The last of the Coast Range foothills were in near view all the way to Gilroy. Their union with the valley is by curves and slopes of inimitable beauty. They were robed with the greenest grass and richest light I ever beheld, and were colored and shaded with myriads of flowers of every hue, chiefly of purple and golden yellow. Hundreds of crystal rills joined song with the larks, filling all the valley with music like a sea, making it Eden from end to end…

Life and Letters: 1924

…We crossed the bay by the Oakland Ferry and proceeded up the Santa Clara valley to San Jose. This is one of the most fertile of the many small valleys of the coast; its rich bottoms are filled with wheat-fields, and orchards, and vineyards, and alfalfa meadows.

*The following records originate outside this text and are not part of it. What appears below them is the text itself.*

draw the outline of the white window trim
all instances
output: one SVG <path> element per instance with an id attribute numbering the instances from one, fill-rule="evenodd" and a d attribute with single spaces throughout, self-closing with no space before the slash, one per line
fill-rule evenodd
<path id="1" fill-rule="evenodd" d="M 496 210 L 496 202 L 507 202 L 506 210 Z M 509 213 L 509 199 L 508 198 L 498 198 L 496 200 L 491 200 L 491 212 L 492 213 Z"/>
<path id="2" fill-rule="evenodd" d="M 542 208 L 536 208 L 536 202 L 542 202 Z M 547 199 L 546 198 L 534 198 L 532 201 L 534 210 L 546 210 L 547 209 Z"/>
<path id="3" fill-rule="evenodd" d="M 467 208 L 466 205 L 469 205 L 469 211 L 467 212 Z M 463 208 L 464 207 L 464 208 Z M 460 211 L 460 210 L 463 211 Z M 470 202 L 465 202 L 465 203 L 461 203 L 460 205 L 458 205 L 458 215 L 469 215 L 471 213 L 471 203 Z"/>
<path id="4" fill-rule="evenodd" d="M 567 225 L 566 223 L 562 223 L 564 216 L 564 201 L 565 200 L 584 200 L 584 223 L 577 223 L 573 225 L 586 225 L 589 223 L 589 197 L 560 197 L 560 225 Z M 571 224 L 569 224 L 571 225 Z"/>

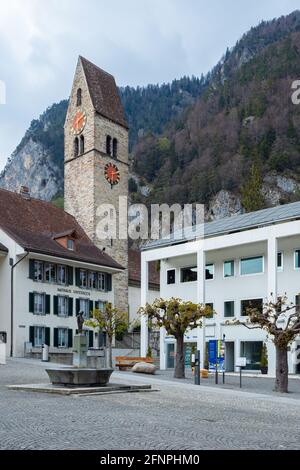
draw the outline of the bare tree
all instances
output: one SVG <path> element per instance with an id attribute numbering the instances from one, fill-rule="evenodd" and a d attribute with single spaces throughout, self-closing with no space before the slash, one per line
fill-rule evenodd
<path id="1" fill-rule="evenodd" d="M 141 308 L 139 312 L 148 317 L 150 325 L 163 327 L 169 335 L 175 337 L 177 348 L 174 377 L 184 379 L 184 334 L 188 328 L 202 326 L 201 319 L 211 314 L 211 308 L 172 298 L 156 299 L 151 305 L 147 304 Z"/>
<path id="2" fill-rule="evenodd" d="M 234 321 L 252 330 L 265 330 L 276 348 L 275 391 L 288 393 L 288 348 L 300 334 L 300 308 L 288 302 L 287 296 L 279 296 L 274 301 L 266 302 L 262 311 L 251 306 L 246 309 L 249 319 L 246 323 Z M 228 322 L 230 323 L 230 322 Z"/>

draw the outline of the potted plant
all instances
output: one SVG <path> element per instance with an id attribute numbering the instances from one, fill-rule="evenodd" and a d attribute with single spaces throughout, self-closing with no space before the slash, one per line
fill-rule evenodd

It was now spring-time, and the weather was the best we ever enjoyed. Larks and streams sang everywhere; the sky was cloudless, and the whole valley was a lake of light. The atmosphere was spicy and exhilarating, my companion acknowledging over his national prejudices that it was the best he ever breathed--more deliciously fragrant than that which streamed over the hawthorn hedges of England. This San Jose sky was not simply pure and bright, and mixed with plenty of well-tempered sunshine, but it possessed a positive flavor, a taste that thrilled throughout every tissue of the body. Every inspiration yielded a well-defined piece of pleasure that awakened thousands of new palates everywhere. Both my companion and myself had lived on common air for nearly thirty years, and never before this discovered that our bodies contained such multitudes of palates, or that this mortal flesh, so little valued by philosophers and teachers, was possessed of so vast a capacity for happiness.

We were new creatures, born again; and truly not until this time were we fairly conscious that we were born at all. Never more, thought I as we strode forward at faster speed, never more shall I sentimentalize about getting free from the flesh, for it is steeped like a sponge in immortal pleasure.

The foothills of the valley are in near view all the way to Gilroy, those of the Monte Diablo range on our left, those of Santa Cruz on our right; they are smooth and flowing, and come down to the bottom levels in curves of most surpassing beauty. They are covered with flowers growing close together in cloud-shaped companies, acres and hillsides in size, white, purple, and yellow, separate, yet blending like the hills upon which they grow…

Son of the Wilderness: 1945

Exultant at being now "on the wild side of the continent," Muir with his companion, was soon tramping southward from Oakland among the green, rounded, oak-clothed hills toward the Santa Clara Valley.